In [None]:
knitr::opts_chunk$set(
  collapse = TRUE,
  comment = "#>"
)

In [None]:
library(Voyager)
library(SpatialFeatureExperiment)
library(rjson)
library(Matrix)

# Visium Space Ranger output

10x Genomics Space Ranger output from a Visium experiment can be read in a similar manner as in `SpatialExperiment`; the `SpatialFeatureExperiment` SFE object has the `spotPoly` column geometry for the spot polygons. If the filtered matrix (i.e. only spots in the tissue) is read in, then a column graph called `visium` will also be present for the spatial neighborhood graph of the Visium spots on the tissue. The graph is not computed if all spots are read in regardless of whether they are on tissue.

In [None]:
# Example from SpatialExperiment
dir <- system.file(
  file.path("extdata", "10xVisium"), 
  package = "SpatialExperiment")
  
sample_ids <- c("section1", "section2")
(samples <- file.path(dir, sample_ids, "outs"))

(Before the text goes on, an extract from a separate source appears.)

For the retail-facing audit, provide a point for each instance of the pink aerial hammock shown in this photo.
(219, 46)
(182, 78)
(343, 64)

The results for each tissue capture should be in the `outs` directory. Inside the `outs` directory there are two directories: `raw_reature_bc_matrix` has the unfiltered gene count matrix, and `spatial` has the spatial information. 

In [None]:
list.files(samples[1])

The [`DropletUtils`](https://bioconductor.org/packages/release/bioc/html/DropletUtils.html) package has a function `read10xCounts()` which reads the gene count matrix. SPE reads in the spatial information, and SFE uses the spatial information to construct Visium spot polygons and spatial neighborhood graphs. Inside the `spatial` directory:

In [None]:
list.files(file.path(samples[1], "spatial"))

`tissue_lowres_image.png` is a low resolution image of the tissue.

Inside the `scalefactors_json.json` file:

In [None]:
fromJSON(file = file.path(samples[1], "spatial", "scalefactors_json.json"))

`spot_diameter_fullres` is the diameter of each Visium spot in the full resolution H&E image in pixels. `tissue_hires_scalef` and `tissue_lowres_scalef` are the ratio of the size of the high resolution (but not full resolution) and low resolution H&E image to the full resolution image. `fiducial_diameter_fullres` is the diameter of each fiducial spot used to align the spots to the H&E image in pixels in the full resolution image.

The `tissue_positions_list.csv` file contains information for the spatial coordinates of the spots and whether each spot is in tissue as automatically detected by Space Ranger or manually annotated in the Loupe browser. If the polygon of the tissue boundary is available, whether from image processing or manual annotation, geometric operations as supported by the SFE package, which is based on the `sf` package, can be used to find which spots intersect with the tissue and which spots are contained in the tissue. Geometric operations can also find the polygons of the intersections between spots and the tissue, but the results can get messy since the intersections can have not only polygons but also points and lines. 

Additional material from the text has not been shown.